The Afrofuturist: Artist Statement

  Afrofuturists are a group of people of the African Diaspora whose philosophy is postmodern; yet, their viewpoint is of Afrofuturism which is described as: “a way of looking at the world; it’s a sort of canopy for looking at Black diasporic artistic production. It’s even an epistemology that is really about thinking about the future, thinking about the subject position of Black people and how that’s both alienating and about alienation and because the alien becomes to figure quite centrally in Afrofuturism—the outsider figure. It’s also about aspirations in majornity and having a place in majornity and it’s about speculation and utopia. Part of why it’s Afrofuturism in particular is that part of resilience in Black culture and Black life is about imagining the impossible, imagining a better place, a different world” (Alondra Nelson, 2010)

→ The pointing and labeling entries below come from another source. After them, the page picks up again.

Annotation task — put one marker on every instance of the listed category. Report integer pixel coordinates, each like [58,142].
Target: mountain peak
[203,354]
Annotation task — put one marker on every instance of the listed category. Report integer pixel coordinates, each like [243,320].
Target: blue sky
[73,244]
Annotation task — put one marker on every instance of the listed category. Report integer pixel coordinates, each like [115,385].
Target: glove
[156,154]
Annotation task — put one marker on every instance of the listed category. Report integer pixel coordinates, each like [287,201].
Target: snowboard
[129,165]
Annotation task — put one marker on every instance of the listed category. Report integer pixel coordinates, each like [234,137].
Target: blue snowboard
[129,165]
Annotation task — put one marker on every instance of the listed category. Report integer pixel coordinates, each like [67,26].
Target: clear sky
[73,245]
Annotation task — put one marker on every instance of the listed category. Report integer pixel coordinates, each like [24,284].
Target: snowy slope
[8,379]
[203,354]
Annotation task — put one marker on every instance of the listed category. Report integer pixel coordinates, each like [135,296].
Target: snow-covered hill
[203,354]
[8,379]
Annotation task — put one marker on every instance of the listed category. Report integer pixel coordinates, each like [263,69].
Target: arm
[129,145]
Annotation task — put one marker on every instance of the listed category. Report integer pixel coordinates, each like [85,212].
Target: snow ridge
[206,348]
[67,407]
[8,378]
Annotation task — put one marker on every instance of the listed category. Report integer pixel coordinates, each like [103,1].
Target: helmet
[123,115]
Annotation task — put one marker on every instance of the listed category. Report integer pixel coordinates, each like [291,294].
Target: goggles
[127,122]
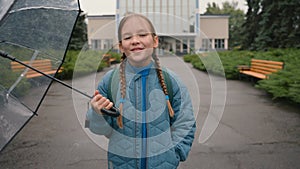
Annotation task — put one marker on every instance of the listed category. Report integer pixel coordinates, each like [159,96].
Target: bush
[285,84]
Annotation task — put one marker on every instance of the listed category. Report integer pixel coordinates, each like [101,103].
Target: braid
[123,89]
[162,83]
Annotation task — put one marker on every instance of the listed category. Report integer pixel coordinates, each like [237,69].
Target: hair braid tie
[119,118]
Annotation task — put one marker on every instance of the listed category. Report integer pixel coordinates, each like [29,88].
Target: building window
[206,44]
[219,43]
[96,44]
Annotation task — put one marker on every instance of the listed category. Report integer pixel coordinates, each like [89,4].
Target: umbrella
[34,36]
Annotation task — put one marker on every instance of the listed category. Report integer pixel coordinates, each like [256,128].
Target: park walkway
[254,132]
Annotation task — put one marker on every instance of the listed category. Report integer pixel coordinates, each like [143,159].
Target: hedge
[284,84]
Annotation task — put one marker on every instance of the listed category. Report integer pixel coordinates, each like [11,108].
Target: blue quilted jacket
[149,138]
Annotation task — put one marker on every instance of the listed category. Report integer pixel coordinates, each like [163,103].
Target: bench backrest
[265,66]
[41,65]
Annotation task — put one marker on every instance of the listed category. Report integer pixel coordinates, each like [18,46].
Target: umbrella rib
[41,7]
[5,55]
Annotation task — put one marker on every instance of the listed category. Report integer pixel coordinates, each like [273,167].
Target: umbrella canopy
[36,33]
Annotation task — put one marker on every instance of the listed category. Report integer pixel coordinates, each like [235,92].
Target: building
[178,23]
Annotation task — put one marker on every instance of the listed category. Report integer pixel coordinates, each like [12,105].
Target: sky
[105,7]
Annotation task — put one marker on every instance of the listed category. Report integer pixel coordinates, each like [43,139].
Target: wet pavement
[254,132]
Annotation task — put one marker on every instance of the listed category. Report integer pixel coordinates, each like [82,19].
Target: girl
[152,131]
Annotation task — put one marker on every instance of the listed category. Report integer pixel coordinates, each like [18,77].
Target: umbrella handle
[113,112]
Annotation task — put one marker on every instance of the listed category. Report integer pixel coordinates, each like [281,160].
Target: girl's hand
[98,102]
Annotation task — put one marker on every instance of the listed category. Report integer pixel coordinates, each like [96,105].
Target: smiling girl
[153,131]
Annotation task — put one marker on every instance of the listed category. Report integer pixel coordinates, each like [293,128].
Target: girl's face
[137,41]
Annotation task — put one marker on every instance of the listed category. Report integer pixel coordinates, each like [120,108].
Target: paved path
[254,131]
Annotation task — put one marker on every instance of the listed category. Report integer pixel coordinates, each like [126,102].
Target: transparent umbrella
[34,37]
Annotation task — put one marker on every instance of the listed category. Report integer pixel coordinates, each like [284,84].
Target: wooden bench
[260,69]
[108,59]
[44,66]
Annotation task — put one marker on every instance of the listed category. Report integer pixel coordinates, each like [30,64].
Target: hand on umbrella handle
[113,112]
[107,109]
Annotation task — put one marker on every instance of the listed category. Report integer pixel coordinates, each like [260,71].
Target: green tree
[272,24]
[236,20]
[79,35]
[250,26]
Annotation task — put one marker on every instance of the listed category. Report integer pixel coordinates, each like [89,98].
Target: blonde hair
[122,69]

I AM Something Like A Hybrid Chic...

constantly exploring the concept of AfroFuturism, which re-mixes, past and present ideologies that are grounded in the African Diaspora experience with future "imagined" ideas. As an Afrofuturist artist my work seeks to visually answer the questions of what it means to be an African American/Black American woman with postmodern views journeying through various subcultures—in a globalized world—while imagining the next shift in the continuum of Black women who also journey. Employing the Sankofa principle "it is not wrong for one to go back and take that which they have forgotten" or "simply go back and take" becomes the root of my visual art. Like a time traveler, I move through the space-time continuum of past, present, future and take from that space. Journeying back, I remix that from which I took and author a colony of hybrid chics into the past, present and future spaces.

 

The Past section in the continuum of AfroFuturism explores African American culture, African culture, Victorian culture, Neo-Impressionism, POP Art, and textile design. The Present focuses on the continuum of African American culture as well as, textile design, fashion, contemporary African art and globalized art cultures i.e. Japanese art and subcultures and American popular culture. Future ideas are expressed with the dominant themes throughout my work: women, femininity, the aesthetics of beauty—I imagine hybrid chics—a colony of multi-faceted and peculiar women who are powerhouses. What are their powers? How do they handle their power? What are their characteristics? What are their influences? What do they advocate? and several other questions that continuously emerge. Therefore, my artwork transcends solely "looking at Black diasporic artistic production"—it also looks to globalized artistic production.

 

My art is colorful, geometric, repetitious, layered, re-mixed and born out of self-realization. I have come to realize that there is a certain beauty in questioning and examining the dichotomy of identity—ethnic, feminine, cultural and sub-cultural.

 

Layers are intricately built within my artwork as a symbolic device to evoke the shifts in the African American/Black American continuum. The use of geometrics and glitter in my work are for transcendence. Black frames and borders are reminiscent of the 17th century Dutch historical use of ebonizing their frames to seek simplicity as opposed to their French counterparts opulent gold framing. As well, it is symbolic for simply framing my work within a Black context and the racial borders it may imply in the U.S. art world where my ethnic identity is largely focused on more so than my national identity, cultural or sub-cultural identity. Within this context my artwork has the possibility of being viewed in the U.S. as only Black art rather than American art of the AfroFuturistic genre. In the spirit of transcendence it has to be understood that I AM pluralistic and therefore, so is my artistic production.